A corrida foi tão extenuante que, após cruzar a linha de chegada, Senna saiu carregado de seu carro. No pódio, exausto e muito emocionado, o brasileiro mal conseguiu levantar o troféu da vitória.

Após essa conquista, Senna venceu mais dois GPs consecutivos, em San Marino e Mônaco, somando também quatro pole positions. Com esse início arrasador, o brasileiro abriu uma grande vantagem para seus adversários, distanciando-se na liderança do campeonato.

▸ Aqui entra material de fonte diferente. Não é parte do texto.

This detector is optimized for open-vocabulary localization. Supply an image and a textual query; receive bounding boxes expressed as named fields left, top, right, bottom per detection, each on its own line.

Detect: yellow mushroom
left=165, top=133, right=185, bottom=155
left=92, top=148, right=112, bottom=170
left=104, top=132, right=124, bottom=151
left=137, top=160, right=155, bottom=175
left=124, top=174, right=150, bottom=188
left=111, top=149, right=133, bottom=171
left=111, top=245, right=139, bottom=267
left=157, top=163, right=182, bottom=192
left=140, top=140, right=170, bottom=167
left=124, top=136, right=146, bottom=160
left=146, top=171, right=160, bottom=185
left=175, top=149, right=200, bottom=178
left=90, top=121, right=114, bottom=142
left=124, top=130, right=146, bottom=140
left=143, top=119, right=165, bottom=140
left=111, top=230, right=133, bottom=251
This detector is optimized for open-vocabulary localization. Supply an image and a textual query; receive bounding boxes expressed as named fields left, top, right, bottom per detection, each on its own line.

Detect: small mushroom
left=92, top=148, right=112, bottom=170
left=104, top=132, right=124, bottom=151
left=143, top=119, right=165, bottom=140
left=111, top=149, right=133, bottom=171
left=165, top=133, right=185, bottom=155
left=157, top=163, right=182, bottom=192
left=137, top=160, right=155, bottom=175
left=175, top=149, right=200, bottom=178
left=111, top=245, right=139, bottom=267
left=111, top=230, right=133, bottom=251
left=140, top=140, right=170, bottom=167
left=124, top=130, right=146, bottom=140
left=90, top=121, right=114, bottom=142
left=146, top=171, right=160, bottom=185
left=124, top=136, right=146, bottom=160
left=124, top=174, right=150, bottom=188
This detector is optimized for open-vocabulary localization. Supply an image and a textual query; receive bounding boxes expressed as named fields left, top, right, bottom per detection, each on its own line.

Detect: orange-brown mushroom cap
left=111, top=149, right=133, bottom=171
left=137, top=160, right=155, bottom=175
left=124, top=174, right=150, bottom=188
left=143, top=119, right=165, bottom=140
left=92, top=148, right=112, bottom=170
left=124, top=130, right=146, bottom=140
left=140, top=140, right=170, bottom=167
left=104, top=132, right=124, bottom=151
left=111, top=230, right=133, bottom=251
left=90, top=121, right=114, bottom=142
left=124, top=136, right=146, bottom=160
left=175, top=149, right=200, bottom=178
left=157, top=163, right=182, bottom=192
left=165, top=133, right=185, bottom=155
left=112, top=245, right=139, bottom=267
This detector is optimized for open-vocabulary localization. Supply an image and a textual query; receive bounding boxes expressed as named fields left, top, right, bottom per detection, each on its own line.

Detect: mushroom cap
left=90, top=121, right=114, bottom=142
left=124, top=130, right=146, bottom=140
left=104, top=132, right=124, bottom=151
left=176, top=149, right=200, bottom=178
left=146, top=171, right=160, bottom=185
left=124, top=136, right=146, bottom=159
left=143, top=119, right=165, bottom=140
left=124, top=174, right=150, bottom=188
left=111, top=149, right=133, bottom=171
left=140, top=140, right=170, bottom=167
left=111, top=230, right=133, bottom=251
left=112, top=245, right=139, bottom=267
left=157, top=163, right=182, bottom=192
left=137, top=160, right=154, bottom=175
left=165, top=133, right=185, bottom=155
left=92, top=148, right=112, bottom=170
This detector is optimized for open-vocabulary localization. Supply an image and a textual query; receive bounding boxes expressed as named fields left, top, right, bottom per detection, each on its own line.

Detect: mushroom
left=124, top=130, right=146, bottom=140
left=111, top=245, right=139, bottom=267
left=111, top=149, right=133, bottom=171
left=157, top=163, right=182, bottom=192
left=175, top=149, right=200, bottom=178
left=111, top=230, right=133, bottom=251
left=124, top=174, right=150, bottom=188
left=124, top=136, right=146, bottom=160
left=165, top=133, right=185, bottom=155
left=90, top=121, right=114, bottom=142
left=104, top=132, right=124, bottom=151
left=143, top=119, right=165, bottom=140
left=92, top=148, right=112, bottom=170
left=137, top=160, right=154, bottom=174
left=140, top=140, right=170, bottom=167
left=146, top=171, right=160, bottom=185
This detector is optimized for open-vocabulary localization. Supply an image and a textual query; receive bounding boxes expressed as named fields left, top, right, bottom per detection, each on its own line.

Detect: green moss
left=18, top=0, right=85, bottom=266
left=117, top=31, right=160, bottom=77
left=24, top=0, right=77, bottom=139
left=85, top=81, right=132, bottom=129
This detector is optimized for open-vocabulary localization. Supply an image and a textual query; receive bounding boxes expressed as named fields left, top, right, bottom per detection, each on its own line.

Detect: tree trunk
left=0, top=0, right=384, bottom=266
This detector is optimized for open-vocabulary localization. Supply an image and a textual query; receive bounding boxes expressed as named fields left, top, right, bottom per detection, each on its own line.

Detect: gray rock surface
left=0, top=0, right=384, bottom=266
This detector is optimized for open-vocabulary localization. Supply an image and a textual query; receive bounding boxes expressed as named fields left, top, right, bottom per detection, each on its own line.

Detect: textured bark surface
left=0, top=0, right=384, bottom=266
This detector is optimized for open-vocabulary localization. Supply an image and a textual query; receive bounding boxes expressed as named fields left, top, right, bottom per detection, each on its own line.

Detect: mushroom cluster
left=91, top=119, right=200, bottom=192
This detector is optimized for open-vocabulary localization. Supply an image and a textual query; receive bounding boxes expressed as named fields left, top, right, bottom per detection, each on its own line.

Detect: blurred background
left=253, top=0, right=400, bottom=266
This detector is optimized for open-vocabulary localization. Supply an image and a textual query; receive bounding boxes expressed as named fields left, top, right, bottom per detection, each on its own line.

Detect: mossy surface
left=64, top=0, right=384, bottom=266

No entanto, na prova seguinte, no Canadá, Senna abandonou por problemas no alternador do carro e ficou sem pontuar pela primeira vez no ano. No México, ele viu um início de domínio da Williams, que fez dobradinha com Riccardo Patrese e Mansell, deixando o brasileiro apenas na terceira colocação. Depois, na França, a Williams triunfou de novo, dessa vez com Mansell, e Senna repetiu o terceiro lugar.

A nona etapa, na Grã-Bretanha, presenciou uma cena inusitada: o brasileiro ficou sem gasolina na última volta e, após o fim da prova, pegou uma carona com o vencedor, Nigel Mansell, para voltar aos boxes. A pane seca se repetiu no giro final da prova seguinte, na Alemanha, e Senna viu o britânico da WIlliams se aproximar na classificação.

Com sua liderança do Mundial ameaçada e a sorte parecendo ter lhe abandonado, Senna foi para o GP da Hungria sob grande pressão, mas conseguiu se reencontrar com a vitória. Ele venceu também no circuito de Spa-Francorchamps, na Bélgica, para afastar de vez qualquer desconfiança.

Dali para frente, Senna só precisou administrar os resultados para manter a vantagem sobre Mansell. Na Itália foi segundo, repetindo a colocação em Portugal. Na Espanha o brasileiro já poderia ter garantido o título, mas rodou no início da corrida, terminando em quinto, enquanto o piloto da Williams venceu mais uma.

Vídeo especial sobre Ayrton Senna

O grande momento de Senna, no entanto, estava guardado para o GP do Japão. No circuito que já havia lhe consagrado duas vezes, o brasileiro foi ajudado por um erro de Mansell. Tendo que forçar desde o início, o britânico rodou na 10ª volta e abandonou, esgotando suas chances no campeonato. Com isso, Senna nem precisou vencer para confirmar seu terceiro título, com uma prova de antecedência.

O segundo lugar em Suzuka foi suficiente para garantir a festa de Senna, que, como de costume, fez a volta de comemoração e subiu ao pódio carregando a bandeira brasileira.

Senna ainda venceu a etapa seguinte, na Austrália, para fechar o ano do tri com chave de ouro, chegando à marca de oito pole positions e sete vitórias na temporada.